I find reductionism invaluable when modelling systems biology. My background in physics has hammered in to me that a model should be as large as it needs to be but no larger. I will by no means argue against heavy reductionism, but I recently came to realise that I have been thinking about models in a way which may not be accurate.
When approaching a complicated biological issue with a reductionistic view I often ask myself “What basic interaction logic is causing the dynamics we observe experimentally?". From there, I can either try to reduce our pre-existing knowledge about the system to a minimal reaction network that is capable of reproducing what I’m after. Or, I can ignore the known interactions and start building an hypothesis based on what dynamical properties the experimental data is implying must exit. Does the dynamics seem bistable? Then I would need a positive feedback somewhere. Is the system responding to changes in input rather than absolute levels? Then it must have some mechanism of precise adaptation.
Regardless of how I conduct my reasoning, I will end up with a small reaction network which I will use to represent the action of a much larger, real, network. This method helps cutting to the heart of what biochemical architecture is actually important for the observed dynamics. However, during model definition, I would use rather dogmatic take on how to translate an hypothesis into mathematics. I (and I think most systems biologists) would build my systems of differential equations following a specific pattern of writing down production, transfer and degradation terms. These terms are populated with parameters which have dimension and supposedly have some meaning in the real biological system of study. A degradation rate parameter, for example, is mappable to the rate at which a molecule is degraded. Or is it?

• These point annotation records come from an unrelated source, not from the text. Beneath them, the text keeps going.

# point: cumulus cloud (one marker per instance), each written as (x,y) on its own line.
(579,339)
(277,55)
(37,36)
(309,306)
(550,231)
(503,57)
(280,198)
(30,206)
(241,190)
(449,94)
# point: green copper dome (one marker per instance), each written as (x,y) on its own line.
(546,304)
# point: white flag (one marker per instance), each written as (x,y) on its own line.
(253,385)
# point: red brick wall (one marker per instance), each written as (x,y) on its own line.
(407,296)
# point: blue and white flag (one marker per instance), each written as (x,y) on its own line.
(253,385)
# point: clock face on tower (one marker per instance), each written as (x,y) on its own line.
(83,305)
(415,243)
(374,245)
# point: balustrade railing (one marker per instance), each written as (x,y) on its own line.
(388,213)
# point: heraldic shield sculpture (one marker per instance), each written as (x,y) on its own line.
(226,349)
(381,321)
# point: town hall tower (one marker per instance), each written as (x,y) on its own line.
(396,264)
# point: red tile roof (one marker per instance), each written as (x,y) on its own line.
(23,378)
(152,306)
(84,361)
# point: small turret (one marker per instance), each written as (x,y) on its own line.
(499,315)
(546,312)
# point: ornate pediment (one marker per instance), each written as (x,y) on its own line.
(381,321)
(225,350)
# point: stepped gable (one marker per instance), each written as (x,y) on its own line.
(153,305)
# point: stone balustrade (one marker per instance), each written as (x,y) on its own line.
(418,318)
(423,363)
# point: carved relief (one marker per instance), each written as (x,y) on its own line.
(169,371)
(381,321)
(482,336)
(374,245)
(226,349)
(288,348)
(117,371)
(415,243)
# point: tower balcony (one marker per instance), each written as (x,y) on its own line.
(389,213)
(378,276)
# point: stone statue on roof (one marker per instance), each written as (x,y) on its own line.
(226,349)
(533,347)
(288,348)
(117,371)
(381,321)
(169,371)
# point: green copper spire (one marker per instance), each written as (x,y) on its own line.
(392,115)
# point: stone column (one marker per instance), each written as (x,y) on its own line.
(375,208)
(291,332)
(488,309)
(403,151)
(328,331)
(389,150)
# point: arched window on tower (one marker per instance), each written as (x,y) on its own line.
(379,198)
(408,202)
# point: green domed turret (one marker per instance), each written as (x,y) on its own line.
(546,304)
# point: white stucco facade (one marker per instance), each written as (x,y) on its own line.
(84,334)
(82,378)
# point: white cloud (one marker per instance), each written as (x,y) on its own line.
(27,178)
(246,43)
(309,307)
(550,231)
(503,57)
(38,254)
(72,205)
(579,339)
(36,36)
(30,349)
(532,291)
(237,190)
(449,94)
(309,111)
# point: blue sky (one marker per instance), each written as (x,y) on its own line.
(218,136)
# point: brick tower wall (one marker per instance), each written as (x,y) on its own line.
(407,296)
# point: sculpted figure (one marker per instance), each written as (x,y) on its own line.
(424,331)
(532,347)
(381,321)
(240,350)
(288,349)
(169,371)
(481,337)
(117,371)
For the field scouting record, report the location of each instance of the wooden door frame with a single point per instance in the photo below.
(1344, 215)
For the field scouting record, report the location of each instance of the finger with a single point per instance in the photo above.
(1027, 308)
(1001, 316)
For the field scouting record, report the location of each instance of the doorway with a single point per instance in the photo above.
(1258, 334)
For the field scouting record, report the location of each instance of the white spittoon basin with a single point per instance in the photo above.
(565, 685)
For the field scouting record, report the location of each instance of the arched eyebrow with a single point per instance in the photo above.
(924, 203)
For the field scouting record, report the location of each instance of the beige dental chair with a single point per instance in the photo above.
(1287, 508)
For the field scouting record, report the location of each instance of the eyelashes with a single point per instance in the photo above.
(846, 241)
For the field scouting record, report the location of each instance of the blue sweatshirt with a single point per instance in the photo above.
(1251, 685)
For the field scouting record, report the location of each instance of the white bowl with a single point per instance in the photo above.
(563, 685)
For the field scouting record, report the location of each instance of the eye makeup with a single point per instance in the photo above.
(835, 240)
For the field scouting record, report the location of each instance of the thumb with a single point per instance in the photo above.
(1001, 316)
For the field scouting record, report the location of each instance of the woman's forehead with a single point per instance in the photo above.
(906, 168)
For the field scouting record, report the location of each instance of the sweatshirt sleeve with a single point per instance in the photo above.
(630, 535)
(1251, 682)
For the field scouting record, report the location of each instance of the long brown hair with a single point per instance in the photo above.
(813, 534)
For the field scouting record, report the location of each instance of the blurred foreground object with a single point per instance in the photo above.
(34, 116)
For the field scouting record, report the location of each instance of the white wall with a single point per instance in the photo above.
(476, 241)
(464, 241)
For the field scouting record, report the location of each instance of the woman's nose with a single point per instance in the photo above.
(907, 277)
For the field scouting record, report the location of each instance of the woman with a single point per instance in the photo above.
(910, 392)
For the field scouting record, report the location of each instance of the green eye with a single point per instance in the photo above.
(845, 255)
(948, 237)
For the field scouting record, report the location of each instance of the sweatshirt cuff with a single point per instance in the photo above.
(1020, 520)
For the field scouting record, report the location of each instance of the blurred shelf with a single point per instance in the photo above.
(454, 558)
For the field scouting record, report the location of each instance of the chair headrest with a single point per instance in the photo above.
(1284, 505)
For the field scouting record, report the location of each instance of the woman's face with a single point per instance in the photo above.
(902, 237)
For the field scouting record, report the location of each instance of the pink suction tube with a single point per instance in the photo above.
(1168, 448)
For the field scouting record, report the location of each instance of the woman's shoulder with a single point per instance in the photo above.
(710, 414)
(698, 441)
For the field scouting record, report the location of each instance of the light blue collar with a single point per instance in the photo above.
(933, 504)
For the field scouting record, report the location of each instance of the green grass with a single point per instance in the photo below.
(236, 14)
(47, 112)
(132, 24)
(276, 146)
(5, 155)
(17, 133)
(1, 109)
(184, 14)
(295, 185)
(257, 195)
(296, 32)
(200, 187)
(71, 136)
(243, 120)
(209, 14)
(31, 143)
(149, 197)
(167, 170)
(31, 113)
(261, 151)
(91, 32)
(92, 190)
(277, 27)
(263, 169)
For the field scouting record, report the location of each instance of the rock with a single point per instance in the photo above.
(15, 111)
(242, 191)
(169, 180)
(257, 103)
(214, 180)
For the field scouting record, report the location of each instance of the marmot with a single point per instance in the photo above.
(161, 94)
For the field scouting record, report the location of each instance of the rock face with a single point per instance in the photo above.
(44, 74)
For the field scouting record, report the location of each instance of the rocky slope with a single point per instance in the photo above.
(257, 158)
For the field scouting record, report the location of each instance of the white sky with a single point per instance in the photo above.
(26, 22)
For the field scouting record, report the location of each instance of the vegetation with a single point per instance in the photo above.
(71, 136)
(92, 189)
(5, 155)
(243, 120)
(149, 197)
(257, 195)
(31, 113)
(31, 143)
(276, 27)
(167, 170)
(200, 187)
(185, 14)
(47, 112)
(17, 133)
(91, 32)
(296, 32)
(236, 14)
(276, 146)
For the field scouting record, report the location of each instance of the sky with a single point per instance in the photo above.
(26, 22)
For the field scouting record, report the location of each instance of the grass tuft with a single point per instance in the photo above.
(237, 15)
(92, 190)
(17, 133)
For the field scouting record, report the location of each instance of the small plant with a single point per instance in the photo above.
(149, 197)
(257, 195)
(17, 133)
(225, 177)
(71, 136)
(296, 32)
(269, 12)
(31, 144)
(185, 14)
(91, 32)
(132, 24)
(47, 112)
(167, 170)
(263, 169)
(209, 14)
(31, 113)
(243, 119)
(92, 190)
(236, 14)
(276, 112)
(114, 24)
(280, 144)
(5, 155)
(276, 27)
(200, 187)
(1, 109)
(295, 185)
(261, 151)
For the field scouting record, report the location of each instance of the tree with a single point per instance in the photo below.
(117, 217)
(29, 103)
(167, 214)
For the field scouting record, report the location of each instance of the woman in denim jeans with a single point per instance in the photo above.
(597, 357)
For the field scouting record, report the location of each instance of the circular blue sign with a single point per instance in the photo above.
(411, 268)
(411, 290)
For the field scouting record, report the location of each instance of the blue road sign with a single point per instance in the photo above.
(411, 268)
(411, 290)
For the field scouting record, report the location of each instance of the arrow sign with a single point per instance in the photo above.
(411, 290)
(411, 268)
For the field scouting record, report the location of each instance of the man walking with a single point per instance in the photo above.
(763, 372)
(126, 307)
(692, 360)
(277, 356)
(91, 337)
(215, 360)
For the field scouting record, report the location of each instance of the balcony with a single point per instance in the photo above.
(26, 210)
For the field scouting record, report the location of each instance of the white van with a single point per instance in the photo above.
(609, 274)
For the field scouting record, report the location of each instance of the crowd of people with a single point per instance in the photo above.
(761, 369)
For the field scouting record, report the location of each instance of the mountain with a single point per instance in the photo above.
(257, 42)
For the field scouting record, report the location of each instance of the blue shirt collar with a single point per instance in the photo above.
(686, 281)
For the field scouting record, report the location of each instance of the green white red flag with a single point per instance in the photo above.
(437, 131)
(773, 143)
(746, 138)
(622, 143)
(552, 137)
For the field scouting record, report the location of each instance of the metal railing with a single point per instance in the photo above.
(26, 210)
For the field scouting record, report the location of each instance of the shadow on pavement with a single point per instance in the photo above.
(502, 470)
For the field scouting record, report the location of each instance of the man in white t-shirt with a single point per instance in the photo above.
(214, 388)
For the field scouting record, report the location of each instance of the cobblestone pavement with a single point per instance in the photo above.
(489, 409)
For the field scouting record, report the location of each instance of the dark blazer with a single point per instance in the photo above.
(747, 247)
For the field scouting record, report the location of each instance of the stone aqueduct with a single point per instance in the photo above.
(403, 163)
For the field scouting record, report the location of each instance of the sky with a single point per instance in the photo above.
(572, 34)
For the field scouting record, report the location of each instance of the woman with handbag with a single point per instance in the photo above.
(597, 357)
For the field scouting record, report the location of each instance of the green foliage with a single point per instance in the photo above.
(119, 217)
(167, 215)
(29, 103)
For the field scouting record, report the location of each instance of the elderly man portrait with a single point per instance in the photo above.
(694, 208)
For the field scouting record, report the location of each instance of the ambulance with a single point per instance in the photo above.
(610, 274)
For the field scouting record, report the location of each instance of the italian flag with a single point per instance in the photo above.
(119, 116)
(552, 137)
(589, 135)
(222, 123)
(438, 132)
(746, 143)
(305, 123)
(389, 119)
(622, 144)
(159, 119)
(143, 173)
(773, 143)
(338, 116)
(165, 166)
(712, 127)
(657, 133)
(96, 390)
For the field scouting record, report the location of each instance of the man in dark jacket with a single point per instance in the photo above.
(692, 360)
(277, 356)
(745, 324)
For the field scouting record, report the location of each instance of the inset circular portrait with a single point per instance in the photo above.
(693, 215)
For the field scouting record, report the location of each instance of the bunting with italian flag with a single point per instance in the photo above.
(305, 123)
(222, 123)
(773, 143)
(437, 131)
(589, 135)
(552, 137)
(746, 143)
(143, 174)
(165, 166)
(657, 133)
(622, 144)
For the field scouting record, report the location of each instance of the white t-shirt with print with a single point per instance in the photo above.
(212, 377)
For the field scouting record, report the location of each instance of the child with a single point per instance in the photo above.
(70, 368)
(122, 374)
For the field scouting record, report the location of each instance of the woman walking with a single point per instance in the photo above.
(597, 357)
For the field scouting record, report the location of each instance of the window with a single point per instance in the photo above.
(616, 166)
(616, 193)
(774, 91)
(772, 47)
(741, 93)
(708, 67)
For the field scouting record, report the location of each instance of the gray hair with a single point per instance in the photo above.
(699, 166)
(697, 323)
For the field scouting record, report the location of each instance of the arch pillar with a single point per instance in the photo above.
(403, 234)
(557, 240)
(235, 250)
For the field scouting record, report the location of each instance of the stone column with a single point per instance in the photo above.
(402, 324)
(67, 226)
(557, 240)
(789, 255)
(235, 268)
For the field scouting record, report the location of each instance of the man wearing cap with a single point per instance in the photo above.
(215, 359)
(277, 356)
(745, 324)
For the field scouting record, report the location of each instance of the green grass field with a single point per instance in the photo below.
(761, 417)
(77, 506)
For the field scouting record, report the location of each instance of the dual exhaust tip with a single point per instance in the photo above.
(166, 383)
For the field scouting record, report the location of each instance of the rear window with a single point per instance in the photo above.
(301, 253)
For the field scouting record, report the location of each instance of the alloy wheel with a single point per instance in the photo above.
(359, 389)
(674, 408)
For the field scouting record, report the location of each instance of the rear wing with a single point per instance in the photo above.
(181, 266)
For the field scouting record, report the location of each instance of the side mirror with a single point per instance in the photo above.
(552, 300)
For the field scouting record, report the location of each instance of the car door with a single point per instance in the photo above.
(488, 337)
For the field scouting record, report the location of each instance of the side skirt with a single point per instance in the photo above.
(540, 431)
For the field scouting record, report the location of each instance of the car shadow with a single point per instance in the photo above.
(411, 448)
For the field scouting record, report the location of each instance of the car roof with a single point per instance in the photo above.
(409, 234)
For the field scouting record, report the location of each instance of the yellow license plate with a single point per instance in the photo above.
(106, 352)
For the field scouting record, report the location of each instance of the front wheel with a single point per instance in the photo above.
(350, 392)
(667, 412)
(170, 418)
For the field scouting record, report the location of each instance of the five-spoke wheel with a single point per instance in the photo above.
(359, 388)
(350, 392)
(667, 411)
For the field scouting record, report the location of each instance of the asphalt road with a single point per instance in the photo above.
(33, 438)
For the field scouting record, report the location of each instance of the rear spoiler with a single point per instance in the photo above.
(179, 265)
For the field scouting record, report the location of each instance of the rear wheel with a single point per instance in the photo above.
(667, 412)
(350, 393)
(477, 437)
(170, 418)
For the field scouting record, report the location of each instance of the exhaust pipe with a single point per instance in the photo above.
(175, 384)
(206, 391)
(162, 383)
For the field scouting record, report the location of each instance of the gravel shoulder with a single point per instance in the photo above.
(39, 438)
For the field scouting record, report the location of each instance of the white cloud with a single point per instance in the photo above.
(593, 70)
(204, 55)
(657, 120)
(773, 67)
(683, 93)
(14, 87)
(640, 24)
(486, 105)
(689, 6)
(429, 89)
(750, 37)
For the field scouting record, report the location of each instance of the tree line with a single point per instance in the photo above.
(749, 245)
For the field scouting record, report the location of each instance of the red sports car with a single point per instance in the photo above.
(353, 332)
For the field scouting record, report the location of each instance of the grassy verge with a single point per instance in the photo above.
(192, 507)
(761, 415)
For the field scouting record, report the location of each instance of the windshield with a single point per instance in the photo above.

We assume such simple mappability between the model terms and reality, but is this an accurate way of thinking? I don’t think that it is news for most systems biologists that this mapping is imperfect but I also don’t think that the issue is explored as fully as it should be.
A model which fully enumerates all the reactions that makes up a biological system can be defined in our dogmatic way without a problem (given that the system is fully known). Its parameters have a real correspondence with measurables in the biological systems. And, if you populate the models with measured parameters and initial conditions, the model will behave just like the biological system does. However, a reductionist model is different. Consider what would happen if you reduced a system with a hundred components and intermediate steps to a model where the two components $A$ and $B$ interact with each other. If we now define our model using the same methods as we would for the fully enumerated model we would end up with the same production and degradation rate parameters. If we first measured the production and degradation rates of $A$ and $B$ and then used these values in the model, what would we get? The model would most likely not be able to recapitulate the observed dynamics.
If we instead do parameter inference the other way, by tuning them such that they make the model dynamics fit data, we may get model/data agreement. But, do we then get agreement between $A$'s degradation rate in the model and the one we measure in the system? Probably not. This is because when we fitted the reduced model to data, we forced the terms that we let remain to perform the action which in reality is performed by many separate reactions. If the real system has a time-delay between the production of $A$ and the perception of the subsequent signalling by $B$ then this delay will somehow have to be baked into some of the remaining terms. The degradation rate constant of $A$ is then not doing what we defined it to do, which is to represent the degradation of $A$. Rather, it is being fitted to best approximate the combination of $A$'s degradation as well as all of the actions that would have been performed by bits of the network that we simplified away. The mappability of parameters, or even entire terms, to reality is thus compromised.
This is not the end of the world, but it may warrant some introspection to what we are doing when we model. Even with the mappability broken, I still think that one can glean a lot of information from these models. And, I think that the reductionistic approach is net positive. However, I question whether the method of model definition which I have seen taught is actually justifiable. The terms defined for a model is generally drawn from a library of terms which represent common biochemical processes or small sets thereof (the Michaelis-Menten function, the hill function, linear degradation/dilution, diffusion, etc.). But, if we know that the terms and parameters of the reductionist model is not mappable to single biochemical events, why do we define them as if they were?
I’m not trying to throw the baby out with the bathwater here. I fully concede that the whole point of reductionism is to reduce the complexity of a problem. It would, therefore, not be a good idea to invent new terms to re-introduce the full complexity of the system. But I do think that it would be a good idea to expand our library of terms to ones which concisely represents the actions of larger sub-networks. For example, arbitrarily long linear multi-step pathways can be accurately represented using a two-parameter gamma distributed delay. I also think that one should conceptually separate the fully enumerated model and the reductionist model. They are fundamentally different, why should they share the same building blocks? Furthermore, both the education and the nomenclature we use surrounding systems biology modelling tends to conflate the meaning of mathematical terms for these two ways of modelling. Let’s try to stop that.